When de Lubac first published Surnaturel in 1946 it caused a major controversy among Catholic theologians because it claimed that the distinction between the natural and the supernatural was inaccurate. Milbank explains: ” the essential contrast, up until the High Middle Ages, remained one between natural and moral and not natural and supernatural. The former distinction though, de Lubac argued, itself reflected the authentically Christian sense of the notion of the supernatural. For on the one hand there was created nature; on the other there was created spirit, which was free, and intellectually reflexive (‘personal’). This ‘moral’ realm was in some sense not just created; it bore a more radical imprint of divinity; the imago dei.” (18). The implications of this are enormous. For Milbank, what matters most about de Lubac’s new understanding of “pure nature” is that it makes it impossible to divide the world into the sacred and the secular, and thereby completely undermines the possibility of a secular philosophy as a discipline separate from theology. Rejecting secularism as a legitimate philosophical position lies at the heart of Radical Orthodoxy’s agenda and for this reason Milbank finds in de Lubac an intellectual precursor to his own position.
The anthropology of Milbank’s de Lubac is one that is profoundly influenced by Eastern Orthodoxy and by the Greek patristic understanding of theosis (Godmanhood). Milbank writes that de Lubac sees “human nature as intrinsically raised above itself to the ‘super-nature’ of divinity,” such that there is no secular “end” or purpose for humanity outside of union with God (5). But de Lubac goes further than most Orthodox theologians in that he follows Origen to conclude that God will ultimately reconcile all of creation to Himself with no need for Hell. Milbank hints at de Lubac’s universalism in several places but he himself does not pursue it.
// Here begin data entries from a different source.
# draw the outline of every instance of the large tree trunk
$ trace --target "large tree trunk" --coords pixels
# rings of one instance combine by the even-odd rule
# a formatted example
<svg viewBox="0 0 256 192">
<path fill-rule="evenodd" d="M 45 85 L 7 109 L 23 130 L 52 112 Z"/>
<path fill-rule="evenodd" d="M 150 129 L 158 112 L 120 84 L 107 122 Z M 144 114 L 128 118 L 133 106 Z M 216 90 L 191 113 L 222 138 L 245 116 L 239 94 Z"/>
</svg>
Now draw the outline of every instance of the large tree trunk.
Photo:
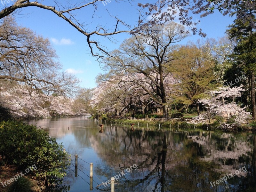
<svg viewBox="0 0 256 192">
<path fill-rule="evenodd" d="M 252 72 L 252 90 L 251 94 L 252 95 L 252 120 L 255 120 L 256 117 L 256 104 L 255 102 L 255 83 L 254 82 L 254 72 Z"/>
<path fill-rule="evenodd" d="M 256 136 L 253 136 L 253 167 L 254 170 L 254 179 L 256 183 Z"/>
<path fill-rule="evenodd" d="M 197 115 L 200 115 L 200 109 L 199 108 L 199 103 L 196 103 L 196 112 L 197 112 Z"/>
<path fill-rule="evenodd" d="M 169 114 L 168 114 L 168 109 L 167 108 L 167 105 L 166 104 L 167 103 L 167 101 L 165 98 L 163 99 L 162 100 L 163 103 L 164 104 L 164 105 L 162 106 L 163 111 L 164 113 L 164 118 L 169 118 Z"/>
<path fill-rule="evenodd" d="M 163 106 L 163 110 L 164 112 L 164 118 L 168 118 L 169 116 L 168 114 L 168 109 L 167 108 L 167 106 L 166 105 Z"/>
</svg>

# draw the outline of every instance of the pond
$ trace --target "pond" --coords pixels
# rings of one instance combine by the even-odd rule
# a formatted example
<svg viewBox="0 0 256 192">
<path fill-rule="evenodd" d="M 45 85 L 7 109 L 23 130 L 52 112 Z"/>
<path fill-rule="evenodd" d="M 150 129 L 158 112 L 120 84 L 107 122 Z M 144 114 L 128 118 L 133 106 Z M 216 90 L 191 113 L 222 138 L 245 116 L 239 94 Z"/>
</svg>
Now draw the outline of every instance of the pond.
<svg viewBox="0 0 256 192">
<path fill-rule="evenodd" d="M 43 127 L 72 154 L 63 183 L 70 192 L 92 191 L 92 191 L 110 191 L 105 183 L 112 177 L 118 183 L 116 192 L 256 191 L 253 132 L 140 125 L 132 131 L 110 121 L 103 122 L 99 132 L 97 122 L 83 117 L 28 122 Z"/>
</svg>

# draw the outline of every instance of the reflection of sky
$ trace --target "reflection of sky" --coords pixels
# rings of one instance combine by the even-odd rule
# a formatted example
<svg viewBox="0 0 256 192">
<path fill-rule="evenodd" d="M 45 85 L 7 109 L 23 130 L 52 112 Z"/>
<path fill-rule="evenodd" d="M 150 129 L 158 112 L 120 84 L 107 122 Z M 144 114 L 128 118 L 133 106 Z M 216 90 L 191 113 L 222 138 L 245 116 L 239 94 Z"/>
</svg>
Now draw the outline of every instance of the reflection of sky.
<svg viewBox="0 0 256 192">
<path fill-rule="evenodd" d="M 86 174 L 90 175 L 88 163 L 91 162 L 94 165 L 94 188 L 122 171 L 125 173 L 127 168 L 136 164 L 137 170 L 119 179 L 120 184 L 117 186 L 116 192 L 211 192 L 213 190 L 208 186 L 210 181 L 219 179 L 223 172 L 229 172 L 245 163 L 249 167 L 252 166 L 241 158 L 244 156 L 248 159 L 252 158 L 249 153 L 246 154 L 252 151 L 252 141 L 248 142 L 248 140 L 252 138 L 249 134 L 247 136 L 241 134 L 239 137 L 231 133 L 198 130 L 178 132 L 172 128 L 167 131 L 157 128 L 150 131 L 152 127 L 146 130 L 136 127 L 134 132 L 130 132 L 127 126 L 120 127 L 106 124 L 103 132 L 99 133 L 97 122 L 85 120 L 83 117 L 29 122 L 30 124 L 36 123 L 38 127 L 44 127 L 58 143 L 62 143 L 67 151 L 78 154 L 86 161 L 78 158 L 78 168 L 80 170 L 78 170 L 77 177 L 75 177 L 73 165 L 70 165 L 71 170 L 68 169 L 64 184 L 70 186 L 71 192 L 89 191 L 86 182 L 90 183 L 90 178 Z M 225 151 L 228 146 L 232 150 Z M 225 154 L 225 158 L 222 153 Z M 164 154 L 165 173 L 163 177 L 161 162 Z M 229 156 L 231 159 L 226 158 Z M 74 165 L 75 157 L 71 155 L 71 163 Z M 227 164 L 225 161 L 228 162 L 228 159 L 232 161 Z M 228 181 L 228 187 L 235 190 L 225 191 L 224 186 L 220 185 L 219 189 L 214 191 L 238 191 L 236 189 L 241 187 L 239 183 L 243 182 L 245 183 L 244 186 L 249 185 L 249 183 L 255 186 L 250 178 L 244 176 Z M 163 185 L 161 183 L 162 178 Z M 191 187 L 184 184 L 188 182 Z"/>
</svg>

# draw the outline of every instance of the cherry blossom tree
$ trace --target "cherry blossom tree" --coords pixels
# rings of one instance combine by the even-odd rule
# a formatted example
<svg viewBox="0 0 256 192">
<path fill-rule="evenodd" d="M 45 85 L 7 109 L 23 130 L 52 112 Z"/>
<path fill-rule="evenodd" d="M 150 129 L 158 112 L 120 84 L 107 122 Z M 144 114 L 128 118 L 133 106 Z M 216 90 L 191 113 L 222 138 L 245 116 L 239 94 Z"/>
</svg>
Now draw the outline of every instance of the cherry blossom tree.
<svg viewBox="0 0 256 192">
<path fill-rule="evenodd" d="M 174 22 L 148 27 L 125 40 L 112 56 L 102 59 L 106 68 L 122 72 L 131 83 L 144 90 L 156 103 L 162 105 L 164 118 L 168 118 L 168 96 L 165 82 L 172 81 L 166 67 L 172 44 L 187 37 L 183 26 Z"/>
<path fill-rule="evenodd" d="M 200 99 L 199 102 L 204 106 L 206 112 L 200 116 L 195 118 L 194 121 L 204 121 L 216 115 L 225 116 L 228 118 L 227 123 L 222 125 L 223 127 L 230 128 L 234 126 L 245 123 L 250 113 L 244 110 L 246 108 L 241 108 L 234 102 L 235 98 L 240 96 L 245 90 L 241 85 L 239 87 L 220 87 L 218 90 L 210 92 L 211 97 L 209 99 Z M 232 101 L 228 102 L 224 99 L 231 98 Z"/>
</svg>

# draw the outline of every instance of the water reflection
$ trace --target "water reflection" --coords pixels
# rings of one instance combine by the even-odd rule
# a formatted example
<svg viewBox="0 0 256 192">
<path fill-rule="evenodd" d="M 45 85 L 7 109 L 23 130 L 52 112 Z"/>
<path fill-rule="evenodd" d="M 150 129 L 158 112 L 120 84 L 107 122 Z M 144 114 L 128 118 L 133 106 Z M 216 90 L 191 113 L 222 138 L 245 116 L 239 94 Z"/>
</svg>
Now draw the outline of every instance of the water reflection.
<svg viewBox="0 0 256 192">
<path fill-rule="evenodd" d="M 256 191 L 256 136 L 252 133 L 136 125 L 132 131 L 128 125 L 105 124 L 104 131 L 99 132 L 97 122 L 83 117 L 29 122 L 36 122 L 63 142 L 67 151 L 93 163 L 94 188 L 136 164 L 137 169 L 118 180 L 115 191 Z M 81 177 L 75 177 L 71 166 L 65 184 L 70 186 L 70 191 L 90 191 L 86 175 L 89 165 L 78 160 Z M 246 172 L 213 187 L 210 184 L 244 166 Z"/>
</svg>

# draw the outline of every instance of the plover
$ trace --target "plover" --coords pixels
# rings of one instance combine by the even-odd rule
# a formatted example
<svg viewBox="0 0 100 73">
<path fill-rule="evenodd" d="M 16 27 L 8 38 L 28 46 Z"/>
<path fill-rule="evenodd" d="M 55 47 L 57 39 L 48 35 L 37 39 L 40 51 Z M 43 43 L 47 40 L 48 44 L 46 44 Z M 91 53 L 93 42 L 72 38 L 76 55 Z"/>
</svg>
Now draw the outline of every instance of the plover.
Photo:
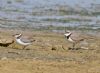
<svg viewBox="0 0 100 73">
<path fill-rule="evenodd" d="M 23 49 L 28 46 L 28 45 L 31 45 L 33 41 L 35 40 L 29 40 L 29 39 L 26 39 L 26 38 L 22 38 L 22 34 L 15 34 L 14 35 L 15 39 L 16 39 L 16 42 L 20 45 L 23 45 Z"/>
<path fill-rule="evenodd" d="M 72 49 L 75 49 L 76 44 L 88 39 L 87 37 L 82 37 L 83 35 L 75 34 L 74 32 L 72 33 L 70 31 L 67 31 L 64 35 L 65 35 L 65 38 L 67 38 L 67 40 L 73 44 Z M 84 49 L 87 49 L 87 48 L 84 48 Z"/>
</svg>

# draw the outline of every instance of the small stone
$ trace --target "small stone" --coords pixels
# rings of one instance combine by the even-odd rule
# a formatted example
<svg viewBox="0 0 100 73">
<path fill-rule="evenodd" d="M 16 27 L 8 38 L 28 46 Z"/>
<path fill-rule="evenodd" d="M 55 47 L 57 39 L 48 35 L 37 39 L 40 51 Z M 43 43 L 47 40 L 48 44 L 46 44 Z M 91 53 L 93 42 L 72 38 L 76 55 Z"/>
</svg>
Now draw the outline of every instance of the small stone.
<svg viewBox="0 0 100 73">
<path fill-rule="evenodd" d="M 2 57 L 1 60 L 7 60 L 7 57 Z"/>
</svg>

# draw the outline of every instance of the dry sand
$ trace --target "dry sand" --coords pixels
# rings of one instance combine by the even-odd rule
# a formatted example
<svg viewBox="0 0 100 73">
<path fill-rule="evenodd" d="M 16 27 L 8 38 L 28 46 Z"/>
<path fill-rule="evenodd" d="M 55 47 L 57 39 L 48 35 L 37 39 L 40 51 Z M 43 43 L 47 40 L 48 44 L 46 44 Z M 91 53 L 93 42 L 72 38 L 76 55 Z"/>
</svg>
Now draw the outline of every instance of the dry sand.
<svg viewBox="0 0 100 73">
<path fill-rule="evenodd" d="M 0 38 L 19 32 L 36 41 L 25 49 L 16 42 L 1 46 L 0 73 L 100 73 L 100 38 L 89 40 L 88 50 L 68 50 L 71 43 L 61 33 L 2 29 Z"/>
</svg>

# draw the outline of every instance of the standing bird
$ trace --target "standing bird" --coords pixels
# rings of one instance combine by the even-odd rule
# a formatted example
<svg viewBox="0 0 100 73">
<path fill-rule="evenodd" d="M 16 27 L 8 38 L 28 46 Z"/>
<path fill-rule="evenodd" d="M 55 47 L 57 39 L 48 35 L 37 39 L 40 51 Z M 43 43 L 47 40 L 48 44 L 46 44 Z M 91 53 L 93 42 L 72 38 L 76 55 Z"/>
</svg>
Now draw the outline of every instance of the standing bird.
<svg viewBox="0 0 100 73">
<path fill-rule="evenodd" d="M 23 45 L 23 49 L 26 46 L 31 45 L 32 42 L 35 41 L 35 40 L 29 40 L 26 38 L 22 38 L 22 34 L 15 34 L 14 37 L 15 37 L 15 40 L 18 44 Z"/>
<path fill-rule="evenodd" d="M 80 43 L 80 42 L 84 41 L 85 39 L 87 39 L 87 38 L 85 38 L 85 37 L 82 37 L 82 36 L 79 35 L 79 34 L 75 34 L 75 33 L 72 33 L 72 32 L 70 32 L 70 31 L 67 31 L 67 32 L 64 34 L 64 36 L 65 36 L 65 38 L 67 38 L 67 40 L 68 40 L 69 42 L 71 42 L 71 43 L 73 44 L 73 48 L 72 48 L 72 49 L 75 49 L 75 45 L 76 45 L 77 43 Z"/>
</svg>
De Lubac’s “non-ontology,” as Milbank calls it, also has important theological implications, which become clear in de Lubac’s critique of the Thomism that dominated Catholic theology of his day. Milbank writes that the Thomists forgot “that God is esse itself, not an ens but the eminent reality of all entia. As such he never, properly speaking, interacts with creatures. But this fact has implications for the logic of the gift. We imagine that the gratuitous needs to be contrasted with the obligatory or the inherent; yet this only applies to the interactions between beings in the ontic realm. In the realm of the ontological difference, of the creative emergence of entia from esse, gratuity arises before necessity or obligation and does not even require this contrast in order to be comprehensible. The creature as creature is not the recipient of a gift, it is itself this gift. The same consideration applies to a spiritural creature: as spirit he does not receive a gift; he is this gift of spirit. … Since there is no preceding recipient, the spirit is a gift to a gift and the gift of giving oneself to oneself, which is the only way consciously to live being a gift and so to be spirit.” (43-44) Milbank has thus shifted God’s relationship with humanity, refusing to see God as an equal player in divine-human dialogue, but recognizing Him as the source, redeemer and end of all creation. Milbank’s conclusions are always striking and no matter how many reservations one might have about the potentially theocratic and authoritarian implications of his thought it is nonetheless refreshing for its audacity as much as for its erudition.
Roland, you’re making my brain hurt. Thank you.
Sounds fascinating. I have some Amazon money. It’s time it was spent.
Max, from the look of your blog, you would love this. And Amazon money should always be spent!